Personally, I find the question fascinating, as well as the implications. The implications being, either intelligent life is much rarer than we realize, or that something is fundamentally wrong with our observations and subsequent calculations. Then again, it could be both these considerations. It's really hard to say, since our data is extremely limited.

However, I am inclined to think the solution lies somewhere in realizing our limitations. 

Allow me to explain it another way. Because our telescopes can only view the ancient past of other galaxies, let alone our own galaxy, and only within a 93 billion light year sized sphere, it stems to reason we are experiencing an optical limitation. 

Our eyesight into the universe is extremely far-sighted. It stems to reason we need to devise a bi-focal type of lens--and by lens I mean technology--which can work in tandumn with other technologies to allow our multiple images of the universe to converge showing us both the ancient past of space-time as well as the more recent, or current, state of the universe.

The telescope is an invention of the 17th century, and as such it is rather difficult to get an accurate image of the universe as it currently is. The light a telescope detects when observing the universe is from the ancient past, the beginning of the universe. Not the present. The only way to see "further" beyond the horizon of sight would be to magnify past the point of the singularity. This is impossible using devices like telescopes--or even probes--since we are not capable of faster than light travel. In fact, we may never be able to break the light speed barrier, so theoretical physicists must brainstorm about new ways in which to get past this cosmic sized hurdle.

So, as we well know, telescopes are inadequate devices to see the universe as it is currently developing right now due to the physical laws such as the speed of light, a limiting factor which dictates the speed at which information can travel.

So we cannot see those distant galaxies as they are but only as they were billions of years ago. There is no method of "seeing" them as they are now by using age old technology like a telescope.


One of the problems with the Fermi paradox, as I see it, is that it views the question "Where is everybody" as an equivalent to "Why haven't we seen anybody?" The Fermi paradox is assuming we are still thinking in terms of what we can see using telescopes and radio-waves, both ancient technologies as of the present.


Could such a thing as a clunky set of lenses and a big tube of metal wrapped around them see far enough into the universe to detect E.T.? It's not out of the realm of possibility, but it's not very likely either. Not unless E.T. was standing on our doorstep knocking on the door asking for us to let him in--but then there would be no paradox. It's precisely because E.T. is missing that we must heed Fermi's paradox and seriously consider what it is trying to tell us.

Radio-waves  as a means of sending information between star systems are also highly inconvenient. The expanse of space and the time it takes for radio-waves to travel is simply far too great to make intergalactic communication efficient, which is why things like Bracewell probes, Von Neumann probes, or subspace (also called hyperspace) relay stations were postulated in the first place. 

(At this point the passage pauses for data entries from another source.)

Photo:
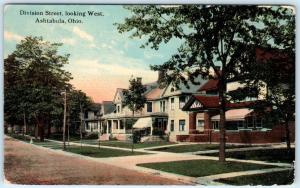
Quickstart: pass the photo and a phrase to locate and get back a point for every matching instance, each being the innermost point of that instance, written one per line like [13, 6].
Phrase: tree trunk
[288, 139]
[49, 130]
[222, 89]
[41, 131]
[24, 126]
[36, 131]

But these too rely on the same outmoded appeal to ancient forms of technology. In addressing the Fermi paradox I firmly believe we have to realize an upgrade in our technology as well as our thinking is necessary if we are ever to solve this riddle.

Although I fancy myself a science-fiction writer, and not a scientist, I think one such answer might be found via the realm of quantum mechanics, namely the area known as quantum entanglement.

Recently, scientists have figured out a way to create space-time crystals. They also have postulated how to give the crystals different spins. Instead of utilizing resource costly things like Bracewell and Von Neumann probes, or the seemingly impossible attempt to create man-made wormholes like we see in science-fiction shows like Stargate, I speculate that some brilliant future scientist(s) will figure out a way to create binary messages using the spins they give to space-time crystals, and then using quantum entanglement they will create messages which will be capable of populating all regions of the universe (a nice feature of quantum mechanics which we could exploit).

In fact, one might assume that other intelligent alien civilizations have already done so, and the messages are out there waiting for us to discover them, much like how we discovered the cosmic background radiation of the universe. 

We just have to look harder, not look further. That's the key to unraveling the Fermi paradox.

Using quantum entanglement in this way, to bypass optical limitations  would effectively allow us to detect messages, both past and present, which may be permeating all of space and time this very instant.

1 comment:

  1. It's more likely, IMO, that the Fermi Paradox simply overestimates the probability of intelligent life to begin with.

    For every star with a life-bearing planet, there are probably many more with empty, dead planets. And among those that do have life-bearing planets, exceedingly few would evolve intelligent life at all, in many cases simply because of the lifespan of the star itself. And then, even among those that do develop intelligent life, even fewer would likely evolve technology anything like ours.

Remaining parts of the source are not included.